The ABV is 48%, so higher than usual for Canadian whiskey. 18-year-old corn and rye whiskies were married for a further year in barrels made from staves allowed to season for four years in the open elements.
In past generations such open-air drying was typical of barrel production, but the period must have varied. In an early-1900s cooperage article linked in this post of mine, it is stated, see pp. 81-82, that the mills air-dried the staves for six months and the distilleries completed the process with 15 day’s kiln-drying.
Perhaps most bourbon today is aged in barrels made from kiln-dried staves that don’t receive any outdoor drying. At least, that’s my understanding from many years immersion in the U.S. bourbon scene and early visits to Kentucky.
The corn spirit is Double Distilled base whisky and the rye, Star Special, a rye mash whisky distilled at a low proof in a column still and then a pot still.
(The standard J.P. Wiser’s expressions are typically blends of the Double Distilled and Star, the same rye spirit not given a second run in the pot still. The pot still is more or less like the U.S. doubler-stage for bourbon or straight rye).
Just as for regular J.P. Wiser’s 18-years-old, barrels that formerly held bourbon or Canadian whisky are used for that aging period of Seasoned Oak.

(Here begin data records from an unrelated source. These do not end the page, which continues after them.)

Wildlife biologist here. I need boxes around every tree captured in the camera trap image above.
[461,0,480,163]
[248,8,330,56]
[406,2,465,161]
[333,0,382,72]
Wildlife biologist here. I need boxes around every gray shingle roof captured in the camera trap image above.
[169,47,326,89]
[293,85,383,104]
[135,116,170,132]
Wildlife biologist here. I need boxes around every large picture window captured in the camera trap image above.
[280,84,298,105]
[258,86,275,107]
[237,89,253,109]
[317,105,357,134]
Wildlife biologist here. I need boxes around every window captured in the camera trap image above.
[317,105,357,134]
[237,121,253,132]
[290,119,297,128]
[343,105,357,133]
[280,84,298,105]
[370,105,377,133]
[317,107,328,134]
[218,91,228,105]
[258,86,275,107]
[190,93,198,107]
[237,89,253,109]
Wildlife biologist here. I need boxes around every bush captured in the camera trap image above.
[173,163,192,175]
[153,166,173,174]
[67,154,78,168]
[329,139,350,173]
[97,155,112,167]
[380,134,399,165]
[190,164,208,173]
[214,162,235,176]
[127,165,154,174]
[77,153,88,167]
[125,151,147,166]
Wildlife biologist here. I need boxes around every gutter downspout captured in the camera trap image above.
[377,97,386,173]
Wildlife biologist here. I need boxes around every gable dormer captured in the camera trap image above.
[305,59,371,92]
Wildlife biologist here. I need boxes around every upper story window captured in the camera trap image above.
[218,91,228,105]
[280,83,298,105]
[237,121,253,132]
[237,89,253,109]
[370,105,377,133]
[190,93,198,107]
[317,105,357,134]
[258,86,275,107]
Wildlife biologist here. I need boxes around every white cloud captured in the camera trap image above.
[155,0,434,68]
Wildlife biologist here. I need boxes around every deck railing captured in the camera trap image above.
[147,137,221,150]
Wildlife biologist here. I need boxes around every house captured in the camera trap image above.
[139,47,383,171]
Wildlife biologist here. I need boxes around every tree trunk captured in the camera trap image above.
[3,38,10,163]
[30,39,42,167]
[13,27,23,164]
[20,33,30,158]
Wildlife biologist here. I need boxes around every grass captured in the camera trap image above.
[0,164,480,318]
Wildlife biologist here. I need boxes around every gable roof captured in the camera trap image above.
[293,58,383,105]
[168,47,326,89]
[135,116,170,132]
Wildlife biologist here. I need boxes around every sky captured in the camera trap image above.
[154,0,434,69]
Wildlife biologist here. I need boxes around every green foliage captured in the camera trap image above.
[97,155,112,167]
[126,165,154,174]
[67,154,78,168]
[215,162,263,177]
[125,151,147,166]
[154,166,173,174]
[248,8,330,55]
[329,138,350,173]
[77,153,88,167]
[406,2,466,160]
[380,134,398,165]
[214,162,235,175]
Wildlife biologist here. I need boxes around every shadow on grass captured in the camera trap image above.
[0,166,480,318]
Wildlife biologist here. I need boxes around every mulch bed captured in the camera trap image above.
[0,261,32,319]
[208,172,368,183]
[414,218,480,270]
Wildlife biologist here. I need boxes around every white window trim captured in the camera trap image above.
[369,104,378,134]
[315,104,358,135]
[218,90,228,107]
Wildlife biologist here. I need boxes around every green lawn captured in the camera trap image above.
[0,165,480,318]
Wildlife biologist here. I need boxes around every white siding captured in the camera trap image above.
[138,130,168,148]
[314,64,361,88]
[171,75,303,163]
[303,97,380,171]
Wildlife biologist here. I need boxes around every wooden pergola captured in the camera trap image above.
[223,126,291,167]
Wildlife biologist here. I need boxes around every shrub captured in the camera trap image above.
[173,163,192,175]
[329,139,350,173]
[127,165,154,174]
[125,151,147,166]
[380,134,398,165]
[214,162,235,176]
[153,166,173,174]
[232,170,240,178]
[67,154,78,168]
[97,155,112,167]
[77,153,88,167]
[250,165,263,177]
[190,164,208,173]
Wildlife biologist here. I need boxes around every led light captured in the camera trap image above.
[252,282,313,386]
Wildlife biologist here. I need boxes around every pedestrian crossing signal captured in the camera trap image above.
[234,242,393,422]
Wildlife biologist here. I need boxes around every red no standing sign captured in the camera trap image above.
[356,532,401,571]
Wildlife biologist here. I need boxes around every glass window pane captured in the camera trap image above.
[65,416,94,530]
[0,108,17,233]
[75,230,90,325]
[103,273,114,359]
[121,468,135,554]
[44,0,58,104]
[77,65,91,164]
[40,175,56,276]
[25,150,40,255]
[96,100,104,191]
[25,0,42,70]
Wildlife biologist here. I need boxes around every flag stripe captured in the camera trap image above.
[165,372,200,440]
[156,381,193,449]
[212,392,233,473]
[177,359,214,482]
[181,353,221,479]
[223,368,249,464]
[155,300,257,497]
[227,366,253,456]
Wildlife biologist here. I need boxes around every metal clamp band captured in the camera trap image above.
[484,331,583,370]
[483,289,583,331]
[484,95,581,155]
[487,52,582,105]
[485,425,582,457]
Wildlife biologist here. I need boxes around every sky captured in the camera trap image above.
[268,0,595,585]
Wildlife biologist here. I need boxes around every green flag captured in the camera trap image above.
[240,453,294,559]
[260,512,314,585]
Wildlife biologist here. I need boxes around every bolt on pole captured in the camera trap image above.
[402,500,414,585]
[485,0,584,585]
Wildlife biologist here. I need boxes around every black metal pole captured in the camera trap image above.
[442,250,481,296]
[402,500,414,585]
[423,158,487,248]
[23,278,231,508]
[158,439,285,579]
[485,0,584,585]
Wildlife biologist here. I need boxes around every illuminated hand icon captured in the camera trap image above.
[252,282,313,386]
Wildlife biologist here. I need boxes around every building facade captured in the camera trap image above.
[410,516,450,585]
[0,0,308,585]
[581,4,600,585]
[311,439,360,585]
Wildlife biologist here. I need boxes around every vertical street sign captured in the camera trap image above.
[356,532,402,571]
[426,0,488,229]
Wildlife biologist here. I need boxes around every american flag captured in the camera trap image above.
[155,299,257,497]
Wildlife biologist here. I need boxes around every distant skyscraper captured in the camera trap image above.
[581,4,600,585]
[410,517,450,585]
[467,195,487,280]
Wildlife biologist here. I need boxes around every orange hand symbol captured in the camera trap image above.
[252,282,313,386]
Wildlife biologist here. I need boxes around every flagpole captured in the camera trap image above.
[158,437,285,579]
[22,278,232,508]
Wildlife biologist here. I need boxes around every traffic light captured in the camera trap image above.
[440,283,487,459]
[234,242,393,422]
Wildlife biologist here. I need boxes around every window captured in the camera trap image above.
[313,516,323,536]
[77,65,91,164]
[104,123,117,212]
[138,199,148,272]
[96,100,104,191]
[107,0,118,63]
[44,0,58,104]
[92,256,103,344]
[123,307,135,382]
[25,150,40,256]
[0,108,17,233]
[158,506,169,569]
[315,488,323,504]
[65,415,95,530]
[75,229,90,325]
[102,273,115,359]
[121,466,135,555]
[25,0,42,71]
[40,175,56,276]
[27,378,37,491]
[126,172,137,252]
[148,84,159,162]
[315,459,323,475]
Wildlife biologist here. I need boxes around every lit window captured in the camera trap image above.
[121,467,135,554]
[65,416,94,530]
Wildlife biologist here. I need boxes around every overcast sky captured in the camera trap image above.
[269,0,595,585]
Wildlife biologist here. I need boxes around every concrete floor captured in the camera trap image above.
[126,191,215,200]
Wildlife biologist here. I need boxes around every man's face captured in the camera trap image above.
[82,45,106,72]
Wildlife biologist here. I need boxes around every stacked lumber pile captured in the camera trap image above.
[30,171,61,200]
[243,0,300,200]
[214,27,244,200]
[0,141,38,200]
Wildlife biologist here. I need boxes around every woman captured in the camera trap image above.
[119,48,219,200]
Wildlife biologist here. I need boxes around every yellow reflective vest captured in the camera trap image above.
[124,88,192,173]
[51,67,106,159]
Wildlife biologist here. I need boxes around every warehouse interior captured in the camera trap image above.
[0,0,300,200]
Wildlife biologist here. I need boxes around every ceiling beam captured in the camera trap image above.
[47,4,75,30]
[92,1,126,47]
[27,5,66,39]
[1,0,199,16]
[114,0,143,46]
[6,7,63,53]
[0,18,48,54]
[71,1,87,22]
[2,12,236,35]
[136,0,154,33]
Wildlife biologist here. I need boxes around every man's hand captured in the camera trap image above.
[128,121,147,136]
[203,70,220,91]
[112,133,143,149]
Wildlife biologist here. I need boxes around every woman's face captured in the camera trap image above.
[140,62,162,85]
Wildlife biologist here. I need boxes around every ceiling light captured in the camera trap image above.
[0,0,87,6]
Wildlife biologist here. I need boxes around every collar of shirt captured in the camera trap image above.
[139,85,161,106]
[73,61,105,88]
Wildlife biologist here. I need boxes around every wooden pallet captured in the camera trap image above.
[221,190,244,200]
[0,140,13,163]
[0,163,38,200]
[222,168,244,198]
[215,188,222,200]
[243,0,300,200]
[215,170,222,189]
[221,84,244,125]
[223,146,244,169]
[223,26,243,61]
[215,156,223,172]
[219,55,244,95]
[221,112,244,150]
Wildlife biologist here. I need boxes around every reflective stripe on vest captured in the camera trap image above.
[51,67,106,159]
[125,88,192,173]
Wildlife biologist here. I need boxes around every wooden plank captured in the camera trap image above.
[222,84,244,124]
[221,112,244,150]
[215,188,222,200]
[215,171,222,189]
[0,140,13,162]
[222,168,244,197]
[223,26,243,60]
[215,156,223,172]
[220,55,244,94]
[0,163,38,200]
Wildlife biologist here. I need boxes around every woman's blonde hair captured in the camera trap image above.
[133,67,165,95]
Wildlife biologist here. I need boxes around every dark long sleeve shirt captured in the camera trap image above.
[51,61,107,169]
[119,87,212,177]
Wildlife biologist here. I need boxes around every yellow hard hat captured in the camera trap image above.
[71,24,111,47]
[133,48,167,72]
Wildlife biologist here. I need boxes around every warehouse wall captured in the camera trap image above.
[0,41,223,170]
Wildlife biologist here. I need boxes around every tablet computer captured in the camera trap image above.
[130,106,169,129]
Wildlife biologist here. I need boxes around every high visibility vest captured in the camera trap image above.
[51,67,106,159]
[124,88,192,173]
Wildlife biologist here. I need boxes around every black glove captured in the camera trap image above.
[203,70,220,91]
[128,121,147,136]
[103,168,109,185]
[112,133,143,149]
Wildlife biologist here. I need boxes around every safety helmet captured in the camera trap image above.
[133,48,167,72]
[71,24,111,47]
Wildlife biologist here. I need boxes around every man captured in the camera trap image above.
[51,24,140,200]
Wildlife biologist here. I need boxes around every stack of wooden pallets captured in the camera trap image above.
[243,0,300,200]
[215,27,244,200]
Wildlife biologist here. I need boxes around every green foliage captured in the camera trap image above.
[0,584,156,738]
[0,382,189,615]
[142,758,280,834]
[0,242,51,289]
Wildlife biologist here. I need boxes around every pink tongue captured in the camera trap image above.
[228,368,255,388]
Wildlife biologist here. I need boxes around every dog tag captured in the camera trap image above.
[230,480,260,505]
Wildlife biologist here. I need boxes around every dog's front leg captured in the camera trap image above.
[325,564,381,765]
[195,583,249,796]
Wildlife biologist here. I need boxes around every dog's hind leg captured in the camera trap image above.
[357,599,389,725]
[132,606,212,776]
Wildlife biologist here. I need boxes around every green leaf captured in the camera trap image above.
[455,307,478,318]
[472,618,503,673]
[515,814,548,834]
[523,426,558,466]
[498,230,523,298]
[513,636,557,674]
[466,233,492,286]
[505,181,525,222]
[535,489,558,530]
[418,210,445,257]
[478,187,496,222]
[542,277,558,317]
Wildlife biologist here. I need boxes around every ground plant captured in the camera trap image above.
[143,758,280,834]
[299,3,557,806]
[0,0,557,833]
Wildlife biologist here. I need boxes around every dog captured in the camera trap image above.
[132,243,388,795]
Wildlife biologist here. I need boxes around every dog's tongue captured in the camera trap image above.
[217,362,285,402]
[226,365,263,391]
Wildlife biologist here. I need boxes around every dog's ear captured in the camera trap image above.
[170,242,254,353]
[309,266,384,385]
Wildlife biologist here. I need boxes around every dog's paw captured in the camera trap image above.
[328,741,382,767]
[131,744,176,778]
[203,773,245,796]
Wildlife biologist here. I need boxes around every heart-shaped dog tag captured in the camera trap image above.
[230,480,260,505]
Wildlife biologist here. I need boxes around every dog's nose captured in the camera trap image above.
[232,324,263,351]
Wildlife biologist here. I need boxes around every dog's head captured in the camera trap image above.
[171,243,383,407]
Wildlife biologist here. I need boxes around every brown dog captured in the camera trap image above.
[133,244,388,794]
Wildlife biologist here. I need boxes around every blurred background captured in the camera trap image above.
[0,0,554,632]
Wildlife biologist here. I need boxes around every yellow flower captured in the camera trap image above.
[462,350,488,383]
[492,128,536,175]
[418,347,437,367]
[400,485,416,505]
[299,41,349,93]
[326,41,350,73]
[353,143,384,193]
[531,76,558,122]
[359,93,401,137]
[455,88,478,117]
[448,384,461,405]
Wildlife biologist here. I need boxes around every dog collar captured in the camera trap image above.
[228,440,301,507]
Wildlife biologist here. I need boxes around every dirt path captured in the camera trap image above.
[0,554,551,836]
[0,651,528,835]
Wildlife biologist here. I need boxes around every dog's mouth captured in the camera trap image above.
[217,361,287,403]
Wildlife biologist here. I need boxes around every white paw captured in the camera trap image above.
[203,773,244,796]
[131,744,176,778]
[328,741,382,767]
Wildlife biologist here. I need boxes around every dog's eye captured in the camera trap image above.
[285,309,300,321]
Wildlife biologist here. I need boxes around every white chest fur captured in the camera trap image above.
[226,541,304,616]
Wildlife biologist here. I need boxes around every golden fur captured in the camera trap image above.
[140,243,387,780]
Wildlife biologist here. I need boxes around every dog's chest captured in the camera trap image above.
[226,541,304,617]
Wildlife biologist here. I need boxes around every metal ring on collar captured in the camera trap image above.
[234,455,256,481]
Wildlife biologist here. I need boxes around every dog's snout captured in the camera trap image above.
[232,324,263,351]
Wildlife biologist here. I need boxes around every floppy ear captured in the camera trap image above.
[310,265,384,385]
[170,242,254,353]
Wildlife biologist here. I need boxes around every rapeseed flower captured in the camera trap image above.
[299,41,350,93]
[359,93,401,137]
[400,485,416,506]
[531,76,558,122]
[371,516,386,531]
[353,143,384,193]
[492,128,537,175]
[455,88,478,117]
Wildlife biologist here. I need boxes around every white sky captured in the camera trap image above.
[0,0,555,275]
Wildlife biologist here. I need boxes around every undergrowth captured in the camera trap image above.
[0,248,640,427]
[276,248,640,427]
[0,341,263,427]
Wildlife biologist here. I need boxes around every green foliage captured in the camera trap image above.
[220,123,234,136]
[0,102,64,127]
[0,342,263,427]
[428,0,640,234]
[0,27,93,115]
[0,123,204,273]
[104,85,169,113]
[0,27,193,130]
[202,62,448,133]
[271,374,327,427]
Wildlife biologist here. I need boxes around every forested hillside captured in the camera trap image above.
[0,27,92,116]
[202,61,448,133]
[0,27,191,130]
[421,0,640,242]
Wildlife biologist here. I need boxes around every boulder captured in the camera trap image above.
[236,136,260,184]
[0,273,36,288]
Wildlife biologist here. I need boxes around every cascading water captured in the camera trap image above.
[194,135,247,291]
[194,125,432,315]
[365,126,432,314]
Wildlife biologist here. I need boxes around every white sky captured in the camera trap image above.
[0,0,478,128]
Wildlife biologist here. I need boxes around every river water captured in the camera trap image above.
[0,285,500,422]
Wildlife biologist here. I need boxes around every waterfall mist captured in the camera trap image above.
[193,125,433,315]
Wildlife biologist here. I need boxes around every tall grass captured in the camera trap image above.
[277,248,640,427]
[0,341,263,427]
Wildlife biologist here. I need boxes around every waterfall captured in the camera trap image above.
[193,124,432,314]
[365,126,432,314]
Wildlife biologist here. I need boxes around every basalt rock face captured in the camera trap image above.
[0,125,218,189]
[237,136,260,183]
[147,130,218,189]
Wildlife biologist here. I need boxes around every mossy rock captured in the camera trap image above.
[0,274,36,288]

The seasoned oak phase proper is charred virgin wood, similar to bourbon barrels in the U.S. But it’s only one year out of 19, therefore, in terms of maturation.
I’d guess only a little Star Special is blended into the base whisky as Seasoned Oak has mainly a grain whisky character IMO. It’s similar in this regard to J.P. Wiser’s 18-years-old.
Hence the body is light and fairly clean or neutral. One review I read stated “acetone”, which can be a “distillery” or straight character, but I didn’t get that.
Yet, there is a spicy cocoa top-note that must come from the extra year in naturally-seasoned virgin oak. The 20 extra dollars for the expression are paying for that, and the extra proof.
Is it worth it? Some reviews are head-over-heels in love, others less so. I’m kind of in the middle. It’s interesting, I’m glad I bought it, but it’s not superlative. For me, the current Lot 40, which uses the new charred barrel, is where the action is. AFAIK it is 100% Star Special, not blended with Double Distilled, and benefits from the early and uniquely complex maturation charred new wood imparts.
The best Canadian whiskies regularly available in the market today are the revamped Lot 40 and Canadian Club Chairman’s Select 100% Rye. Both are straights for all practical purposes, and the results show.
For those wedded to the more traditional Canadian style, Seasoned Oak will appeal due to its age and unique character.